ZeroStereo: Zero-shot Stereo Matching from Single Images
- URL: http://arxiv.org/abs/2501.08654v2
- Date: Sat, 08 Mar 2025 09:29:56 GMT
- Title: ZeroStereo: Zero-shot Stereo Matching from Single Images
- Authors: Xianqi Wang, Hao Yang, Gangwei Xu, Junda Cheng, Min Lin, Yong Deng, Jinliang Zang, Yurui Chen, Xin Yang,
- Abstract summary: We propose ZeroStereo, a novel stereo image generation pipeline for zero-shot stereo matching.<n>Our approach synthesizes high-quality right images by leveraging pseudo disparities generated by a monocular depth estimation model.<n>Our pipeline achieves state-of-the-art zero-shot generalization across multiple datasets with only a dataset volume comparable to Scene Flow.
- Score: 17.560148513475387
- License: http://arxiv.org/licenses/nonexclusive-distrib/1.0/
- Abstract: State-of-the-art supervised stereo matching methods have achieved remarkable performance on various benchmarks. However, their generalization to real-world scenarios remains challenging due to the scarcity of annotated real-world stereo data. In this paper, we propose ZeroStereo, a novel stereo image generation pipeline for zero-shot stereo matching. Our approach synthesizes high-quality right images from arbitrary single images by leveraging pseudo disparities generated by a monocular depth estimation model.

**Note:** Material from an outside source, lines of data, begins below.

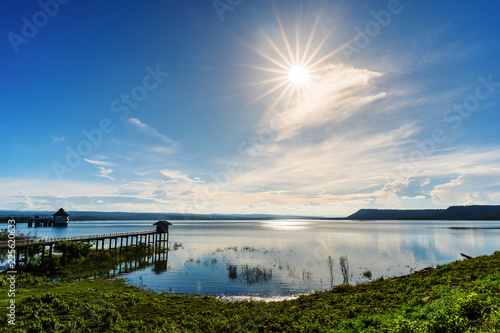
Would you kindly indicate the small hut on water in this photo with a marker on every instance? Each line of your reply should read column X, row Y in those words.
column 61, row 218
column 162, row 226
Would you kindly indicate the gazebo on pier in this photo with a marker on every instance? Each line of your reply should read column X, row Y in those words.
column 61, row 218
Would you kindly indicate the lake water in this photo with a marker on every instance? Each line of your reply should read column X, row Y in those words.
column 288, row 257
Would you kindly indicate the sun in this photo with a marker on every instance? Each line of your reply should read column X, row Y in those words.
column 299, row 75
column 294, row 64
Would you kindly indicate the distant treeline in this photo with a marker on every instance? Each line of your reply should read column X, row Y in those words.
column 477, row 212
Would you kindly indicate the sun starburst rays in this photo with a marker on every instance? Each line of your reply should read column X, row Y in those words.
column 295, row 66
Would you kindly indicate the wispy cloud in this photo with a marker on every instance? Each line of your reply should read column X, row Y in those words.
column 57, row 139
column 106, row 173
column 151, row 130
column 101, row 163
column 176, row 176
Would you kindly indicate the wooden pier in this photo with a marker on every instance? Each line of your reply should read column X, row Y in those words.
column 114, row 241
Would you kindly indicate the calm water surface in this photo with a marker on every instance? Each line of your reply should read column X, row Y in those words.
column 284, row 257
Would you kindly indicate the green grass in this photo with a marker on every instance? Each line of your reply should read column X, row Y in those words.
column 463, row 296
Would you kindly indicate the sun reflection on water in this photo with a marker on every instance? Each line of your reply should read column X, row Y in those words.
column 286, row 225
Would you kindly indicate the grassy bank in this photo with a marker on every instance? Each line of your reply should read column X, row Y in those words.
column 457, row 297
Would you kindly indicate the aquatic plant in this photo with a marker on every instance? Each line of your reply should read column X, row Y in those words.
column 344, row 269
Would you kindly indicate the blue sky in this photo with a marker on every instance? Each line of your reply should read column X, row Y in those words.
column 189, row 106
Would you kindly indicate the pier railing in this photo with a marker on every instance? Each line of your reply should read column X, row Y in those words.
column 77, row 238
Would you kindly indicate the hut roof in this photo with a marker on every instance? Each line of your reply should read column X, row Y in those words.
column 60, row 212
column 163, row 222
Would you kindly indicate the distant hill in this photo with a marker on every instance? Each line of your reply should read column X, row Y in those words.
column 96, row 216
column 476, row 212
column 468, row 213
column 394, row 214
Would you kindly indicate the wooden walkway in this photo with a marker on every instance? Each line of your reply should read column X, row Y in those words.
column 125, row 239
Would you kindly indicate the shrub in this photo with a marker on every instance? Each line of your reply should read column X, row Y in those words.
column 470, row 306
column 446, row 321
column 403, row 325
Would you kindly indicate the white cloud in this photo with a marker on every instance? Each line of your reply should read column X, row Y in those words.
column 151, row 130
column 176, row 176
column 57, row 139
column 101, row 163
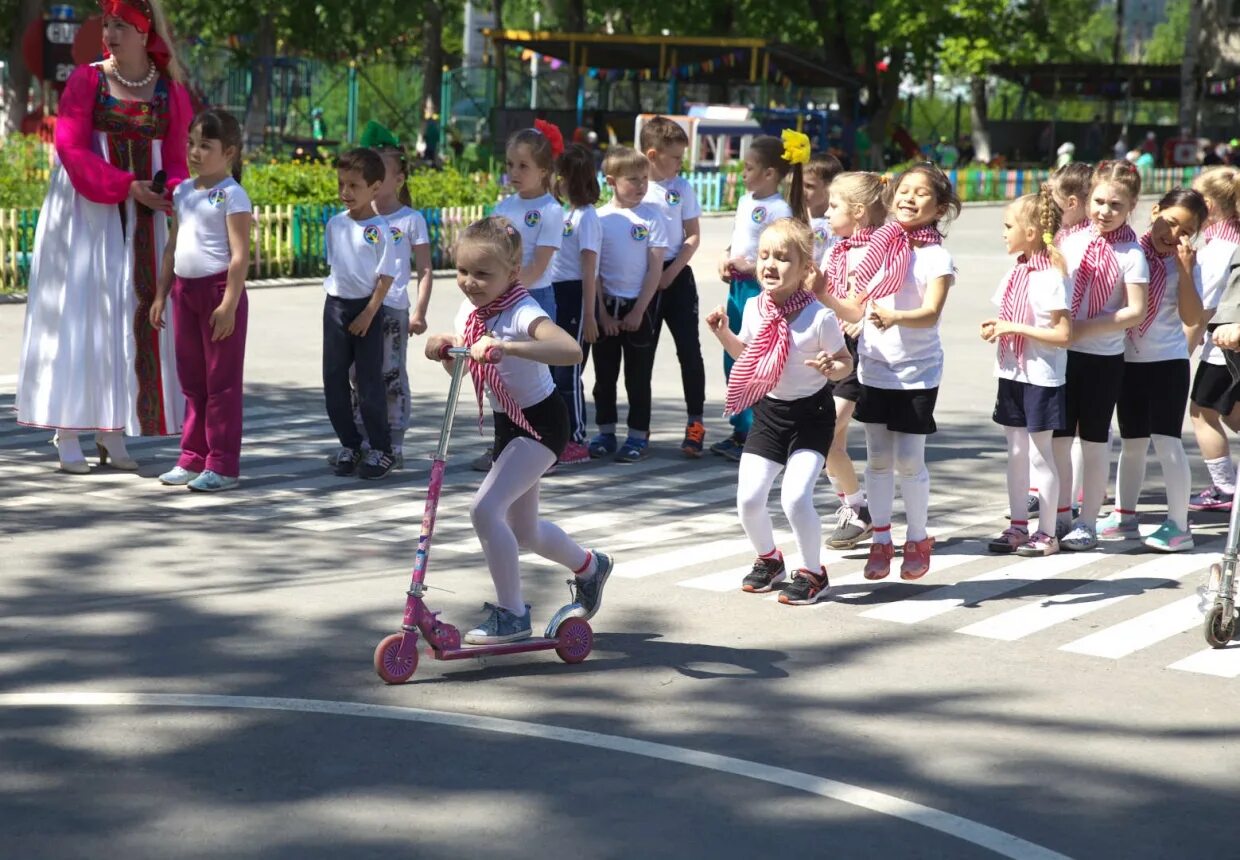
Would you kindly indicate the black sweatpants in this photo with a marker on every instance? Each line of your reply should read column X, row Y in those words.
column 678, row 310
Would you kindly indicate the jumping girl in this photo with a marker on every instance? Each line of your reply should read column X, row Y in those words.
column 207, row 253
column 1156, row 374
column 531, row 425
column 788, row 351
column 1214, row 397
column 768, row 162
column 857, row 207
column 574, row 279
column 903, row 279
column 1109, row 274
column 1032, row 331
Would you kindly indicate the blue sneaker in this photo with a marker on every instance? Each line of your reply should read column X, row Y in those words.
column 177, row 477
column 211, row 482
column 500, row 626
column 633, row 450
column 603, row 445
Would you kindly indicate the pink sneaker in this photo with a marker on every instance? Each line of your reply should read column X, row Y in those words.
column 916, row 559
column 574, row 454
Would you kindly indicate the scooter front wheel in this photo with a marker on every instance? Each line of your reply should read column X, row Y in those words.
column 575, row 640
column 389, row 666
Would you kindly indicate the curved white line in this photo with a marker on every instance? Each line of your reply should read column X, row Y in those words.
column 1003, row 844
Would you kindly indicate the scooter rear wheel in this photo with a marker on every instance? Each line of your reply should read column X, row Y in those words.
column 575, row 640
column 388, row 663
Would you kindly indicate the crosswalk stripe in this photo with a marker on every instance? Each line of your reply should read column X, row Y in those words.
column 1141, row 632
column 983, row 586
column 1086, row 599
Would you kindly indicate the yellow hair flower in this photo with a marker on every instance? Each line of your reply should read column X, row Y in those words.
column 796, row 146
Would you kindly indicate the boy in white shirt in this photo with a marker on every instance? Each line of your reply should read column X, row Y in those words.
column 363, row 264
column 630, row 264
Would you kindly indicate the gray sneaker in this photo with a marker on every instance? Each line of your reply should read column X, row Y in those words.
column 588, row 591
column 1080, row 539
column 500, row 626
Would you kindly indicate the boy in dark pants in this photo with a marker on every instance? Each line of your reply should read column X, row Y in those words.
column 362, row 264
column 664, row 143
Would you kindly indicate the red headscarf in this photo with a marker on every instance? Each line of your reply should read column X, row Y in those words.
column 140, row 15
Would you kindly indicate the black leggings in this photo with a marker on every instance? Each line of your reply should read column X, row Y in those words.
column 636, row 348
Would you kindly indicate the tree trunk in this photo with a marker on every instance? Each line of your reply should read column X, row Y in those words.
column 980, row 115
column 19, row 76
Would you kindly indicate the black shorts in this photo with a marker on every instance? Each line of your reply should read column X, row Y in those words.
column 1034, row 408
column 783, row 426
column 1213, row 388
column 549, row 418
column 850, row 387
column 1093, row 388
column 1153, row 399
column 902, row 409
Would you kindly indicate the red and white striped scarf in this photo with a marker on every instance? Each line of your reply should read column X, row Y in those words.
column 890, row 252
column 1157, row 285
column 1099, row 274
column 487, row 376
column 837, row 262
column 760, row 366
column 1014, row 305
column 1228, row 231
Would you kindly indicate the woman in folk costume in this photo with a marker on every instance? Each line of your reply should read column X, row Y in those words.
column 91, row 361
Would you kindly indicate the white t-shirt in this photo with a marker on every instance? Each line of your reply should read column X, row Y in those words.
column 628, row 237
column 541, row 223
column 1133, row 269
column 202, row 226
column 677, row 202
column 1164, row 341
column 1043, row 364
column 407, row 229
column 754, row 216
column 902, row 357
column 1214, row 263
column 528, row 382
column 814, row 330
column 358, row 253
column 582, row 232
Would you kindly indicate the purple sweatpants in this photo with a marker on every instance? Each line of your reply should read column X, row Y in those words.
column 210, row 374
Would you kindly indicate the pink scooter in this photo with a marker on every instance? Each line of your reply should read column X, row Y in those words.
column 396, row 657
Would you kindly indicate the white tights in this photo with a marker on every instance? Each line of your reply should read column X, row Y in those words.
column 754, row 482
column 1176, row 473
column 1031, row 464
column 505, row 514
column 889, row 452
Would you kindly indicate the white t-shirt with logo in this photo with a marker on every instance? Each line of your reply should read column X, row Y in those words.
column 1133, row 269
column 1164, row 340
column 202, row 226
column 814, row 330
column 1214, row 262
column 677, row 202
column 1044, row 364
column 902, row 357
column 628, row 237
column 407, row 231
column 528, row 382
column 541, row 223
column 582, row 233
column 358, row 253
column 754, row 216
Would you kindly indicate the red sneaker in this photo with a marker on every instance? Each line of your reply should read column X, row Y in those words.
column 878, row 565
column 916, row 559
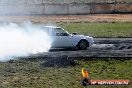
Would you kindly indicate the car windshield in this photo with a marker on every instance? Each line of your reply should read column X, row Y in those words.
column 60, row 32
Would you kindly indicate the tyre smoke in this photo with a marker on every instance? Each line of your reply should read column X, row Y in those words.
column 17, row 40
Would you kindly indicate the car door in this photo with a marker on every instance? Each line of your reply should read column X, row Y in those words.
column 62, row 39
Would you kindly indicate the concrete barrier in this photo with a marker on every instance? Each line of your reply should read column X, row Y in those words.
column 38, row 7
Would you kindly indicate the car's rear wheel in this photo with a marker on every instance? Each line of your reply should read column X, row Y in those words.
column 83, row 44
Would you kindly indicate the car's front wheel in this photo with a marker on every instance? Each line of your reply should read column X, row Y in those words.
column 83, row 44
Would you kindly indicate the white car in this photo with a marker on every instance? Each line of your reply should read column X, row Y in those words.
column 63, row 39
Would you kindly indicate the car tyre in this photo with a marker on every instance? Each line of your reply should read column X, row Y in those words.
column 83, row 44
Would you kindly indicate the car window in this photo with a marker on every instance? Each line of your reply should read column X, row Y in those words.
column 48, row 30
column 60, row 32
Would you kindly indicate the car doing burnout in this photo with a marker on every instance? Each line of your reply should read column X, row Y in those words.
column 63, row 39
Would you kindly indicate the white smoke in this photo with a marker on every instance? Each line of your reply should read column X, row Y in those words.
column 22, row 40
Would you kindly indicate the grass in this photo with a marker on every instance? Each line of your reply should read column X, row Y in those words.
column 115, row 30
column 31, row 73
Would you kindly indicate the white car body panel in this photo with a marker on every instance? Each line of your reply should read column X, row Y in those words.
column 69, row 40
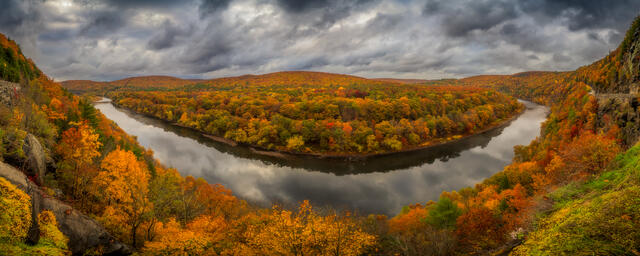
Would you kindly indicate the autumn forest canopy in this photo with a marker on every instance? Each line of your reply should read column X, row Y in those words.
column 73, row 182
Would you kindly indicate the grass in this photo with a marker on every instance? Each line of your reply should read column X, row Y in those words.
column 600, row 216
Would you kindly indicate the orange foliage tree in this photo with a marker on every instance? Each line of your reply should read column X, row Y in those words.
column 123, row 183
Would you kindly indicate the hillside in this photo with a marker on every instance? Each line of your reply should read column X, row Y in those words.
column 573, row 190
column 294, row 78
column 142, row 82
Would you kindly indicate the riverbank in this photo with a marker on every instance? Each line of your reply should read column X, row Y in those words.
column 284, row 154
column 381, row 184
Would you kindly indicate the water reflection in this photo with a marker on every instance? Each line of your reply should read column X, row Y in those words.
column 377, row 185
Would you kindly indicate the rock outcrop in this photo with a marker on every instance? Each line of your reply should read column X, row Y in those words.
column 83, row 232
column 36, row 160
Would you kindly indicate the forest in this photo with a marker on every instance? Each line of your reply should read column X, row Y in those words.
column 573, row 191
column 328, row 119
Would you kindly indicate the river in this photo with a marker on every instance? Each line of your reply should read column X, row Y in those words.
column 376, row 185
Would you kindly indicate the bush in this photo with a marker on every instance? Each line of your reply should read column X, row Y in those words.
column 15, row 212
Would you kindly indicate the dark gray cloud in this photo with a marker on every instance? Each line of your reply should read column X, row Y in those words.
column 111, row 39
column 213, row 6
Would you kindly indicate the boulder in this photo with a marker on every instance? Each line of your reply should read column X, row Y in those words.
column 36, row 164
column 83, row 232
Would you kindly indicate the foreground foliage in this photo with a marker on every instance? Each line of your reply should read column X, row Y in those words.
column 15, row 220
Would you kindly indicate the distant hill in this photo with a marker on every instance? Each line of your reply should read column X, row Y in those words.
column 137, row 82
column 402, row 81
column 296, row 78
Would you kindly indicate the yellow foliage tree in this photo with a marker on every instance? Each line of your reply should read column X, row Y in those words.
column 200, row 237
column 78, row 147
column 307, row 233
column 15, row 212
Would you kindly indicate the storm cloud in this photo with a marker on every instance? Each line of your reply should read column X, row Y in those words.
column 112, row 39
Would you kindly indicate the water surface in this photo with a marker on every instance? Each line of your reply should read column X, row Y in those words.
column 377, row 185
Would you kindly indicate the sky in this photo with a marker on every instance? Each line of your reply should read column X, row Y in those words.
column 428, row 39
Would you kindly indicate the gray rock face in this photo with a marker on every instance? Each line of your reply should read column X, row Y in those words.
column 36, row 164
column 83, row 232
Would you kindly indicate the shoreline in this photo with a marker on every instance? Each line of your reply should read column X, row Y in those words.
column 282, row 154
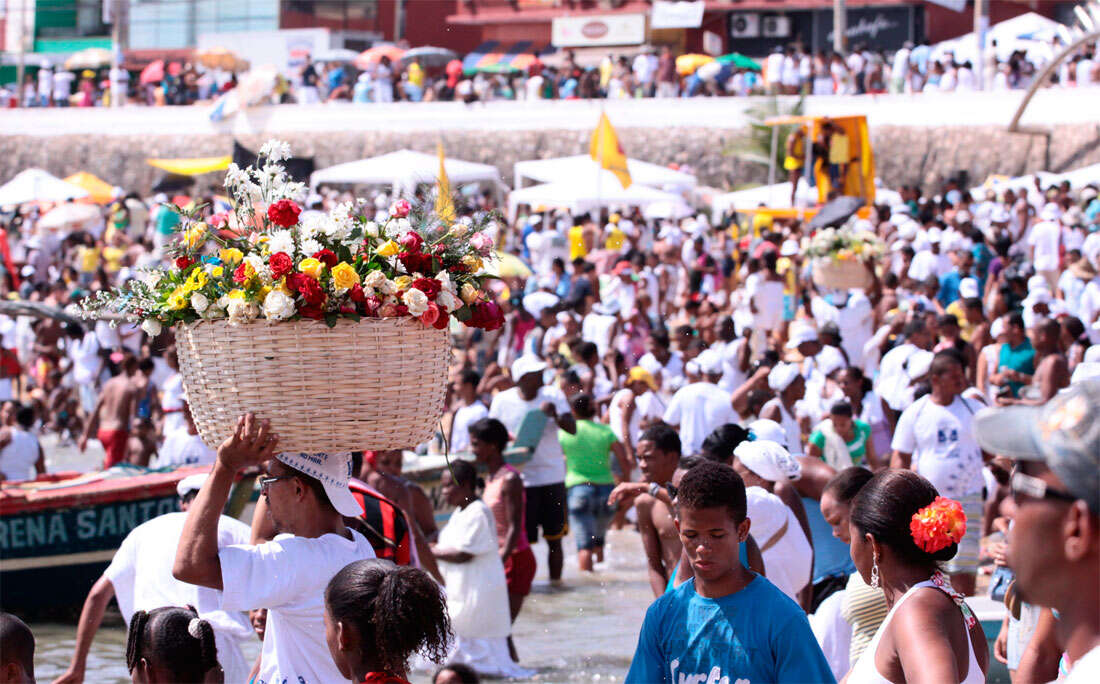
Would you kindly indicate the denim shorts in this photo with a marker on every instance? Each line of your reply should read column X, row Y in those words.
column 589, row 514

Unlike previous methods that address occluded regions by filling missing areas with neighboring pixels or random backgrounds, we fine-tune a diffusion inpainting model to recover missing details while preserving semantic structure. Additionally, we propose Training-Free Confidence Generation, which mitigates the impact of unreliable pseudo labels without additional training, and Adaptive Disparity Selection, which ensures a diverse and realistic disparity distribution while preventing excessive occlusion and foreground distortion. Experiments demonstrate that models trained with our pipeline achieve state-of-the-art zero-shot generalization across multiple datasets with only a dataset volume comparable to Scene Flow. Code: https://github.com/Windsrain/ZeroStereo.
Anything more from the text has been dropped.